AMICA shows great stability when labels assigned by ICLabel are analyzed. a Boxplot of the labels. b \(\chi ^2\) scores and the corresponding p-values for the distribution of the assigned labels (the green dot indicates the decomposition used in the previous section)

Then, Tables 1 and 2 collect the results across ICA decompositions and groups of subjects, respectively. The relative positions between the clustering methods remain: the proposed method obtains the best results, followed by CORRMAP and K-means and K-meansC, with similary performances. As expected, the variations of the results are larger for the subject assessment than for the ICA assessment. However, we note that performances of CORRMAP improves when different groups of subjects are tested. This can be explained because the number of clusters is not an input parameter of this algorithm, which allows that it can be freely adjusted for each group of subjects.

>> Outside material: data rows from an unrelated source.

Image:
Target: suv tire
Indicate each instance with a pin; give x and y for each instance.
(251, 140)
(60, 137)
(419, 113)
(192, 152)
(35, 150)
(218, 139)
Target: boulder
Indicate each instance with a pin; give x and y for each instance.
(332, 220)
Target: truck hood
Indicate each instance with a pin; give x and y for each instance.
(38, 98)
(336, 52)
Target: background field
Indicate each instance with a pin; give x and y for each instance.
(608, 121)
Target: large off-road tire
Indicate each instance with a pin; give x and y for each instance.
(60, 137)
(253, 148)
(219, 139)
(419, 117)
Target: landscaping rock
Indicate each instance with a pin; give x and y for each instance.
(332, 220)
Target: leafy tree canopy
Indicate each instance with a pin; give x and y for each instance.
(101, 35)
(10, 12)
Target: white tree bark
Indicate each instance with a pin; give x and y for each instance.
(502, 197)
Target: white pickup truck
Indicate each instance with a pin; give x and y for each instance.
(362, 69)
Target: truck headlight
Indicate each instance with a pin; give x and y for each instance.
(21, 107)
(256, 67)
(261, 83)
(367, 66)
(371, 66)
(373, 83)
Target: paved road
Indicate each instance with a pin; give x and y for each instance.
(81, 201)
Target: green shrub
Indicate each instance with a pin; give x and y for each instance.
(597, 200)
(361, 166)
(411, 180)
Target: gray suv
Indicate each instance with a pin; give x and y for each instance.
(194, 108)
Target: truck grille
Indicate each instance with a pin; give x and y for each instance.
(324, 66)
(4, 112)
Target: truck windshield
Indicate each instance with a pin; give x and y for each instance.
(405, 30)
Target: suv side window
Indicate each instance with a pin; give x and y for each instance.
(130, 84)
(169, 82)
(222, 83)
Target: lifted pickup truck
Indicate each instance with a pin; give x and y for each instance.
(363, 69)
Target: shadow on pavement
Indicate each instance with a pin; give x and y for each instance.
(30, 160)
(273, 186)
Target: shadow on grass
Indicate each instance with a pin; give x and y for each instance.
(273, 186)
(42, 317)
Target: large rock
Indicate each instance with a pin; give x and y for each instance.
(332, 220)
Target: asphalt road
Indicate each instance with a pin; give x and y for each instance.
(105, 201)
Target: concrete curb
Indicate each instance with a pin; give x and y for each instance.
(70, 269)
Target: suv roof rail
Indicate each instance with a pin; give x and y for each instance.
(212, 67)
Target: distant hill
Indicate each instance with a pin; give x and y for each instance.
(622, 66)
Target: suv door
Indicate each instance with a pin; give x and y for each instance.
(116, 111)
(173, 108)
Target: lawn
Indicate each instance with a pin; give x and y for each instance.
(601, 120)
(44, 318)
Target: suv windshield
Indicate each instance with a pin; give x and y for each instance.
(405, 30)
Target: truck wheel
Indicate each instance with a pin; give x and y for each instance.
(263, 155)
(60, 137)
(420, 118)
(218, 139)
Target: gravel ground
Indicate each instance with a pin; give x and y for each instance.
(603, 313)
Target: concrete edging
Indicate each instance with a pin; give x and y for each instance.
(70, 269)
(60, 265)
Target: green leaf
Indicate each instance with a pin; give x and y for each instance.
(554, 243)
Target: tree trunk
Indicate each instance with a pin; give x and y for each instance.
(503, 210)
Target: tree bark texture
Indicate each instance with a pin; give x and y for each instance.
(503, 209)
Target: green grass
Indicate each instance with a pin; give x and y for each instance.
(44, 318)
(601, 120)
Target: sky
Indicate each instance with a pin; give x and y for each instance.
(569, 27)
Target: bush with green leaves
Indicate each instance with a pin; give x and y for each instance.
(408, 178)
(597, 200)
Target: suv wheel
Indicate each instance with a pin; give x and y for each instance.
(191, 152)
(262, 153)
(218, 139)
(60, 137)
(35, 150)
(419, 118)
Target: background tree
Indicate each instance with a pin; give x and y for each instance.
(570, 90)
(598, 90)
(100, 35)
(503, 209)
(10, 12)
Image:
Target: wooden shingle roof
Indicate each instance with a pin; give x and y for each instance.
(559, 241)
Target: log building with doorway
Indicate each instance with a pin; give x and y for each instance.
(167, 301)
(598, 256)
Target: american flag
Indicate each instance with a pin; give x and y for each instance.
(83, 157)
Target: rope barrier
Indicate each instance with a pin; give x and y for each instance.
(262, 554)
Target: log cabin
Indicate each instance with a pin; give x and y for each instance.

Even so, the proposed method still outperforms it clearly for all the CVIs.

Table 1 Assessment across ICA decompositions
Table 2 Assessment across Subjects’ groups

Discussion

Clustering of scalp maps is proved to be an effective way to identify relevant source components for ASSR EEGs. This paper proposes a hybrid CGA that dramatically outperforms clustering algorithms provided by EEGLAB; namely, K-means, Neural Network, K-meansCluster and CORRMAP. It consists of a pre-clustering phase based on spectral clustering, which allows a direct adaptation from the pairwise absolute correlation coefficients to similarity graphs, followed by a genetic optimization phase. This optimization phase minimizes a cost function to determine the final partitions, including the number of clusters and the elements which are not assigned to any cluster. This phase implies the computation of centroids that is based on another GA that estimates the polarities of the components. The performances of the proposed algorithm have been evaluated using specific metrics and assessed across different ICA decompositions and groups of subjects, resulting in the proposed algorithm reaching the best results.

Conclusions

We described in this paper the complete clustering process of topographic maps of the scalp obtained with EEG. The most challenging aspect of this clustering is that traditional euclidean-distance based methods and metrics cannot be directly applied here so they have to be adapted to the use of the absolute correlation coefficient as the similarity measure. Thus, spectral-clustering is combined with genetic optimization to propose a novel hybrid clustering algorithm. We evaluated the use of this algorithm using specifically adapted metrics and concluded that it outperforms significantly the baseline clustering methods. A better clustering of scalp maps should result in a simpler identification of brain-generated processes, so we hope that this work can help researchers working in the field of ASSR EEGs to associate obtained topographic scalp maps with the corresponding populations of interest.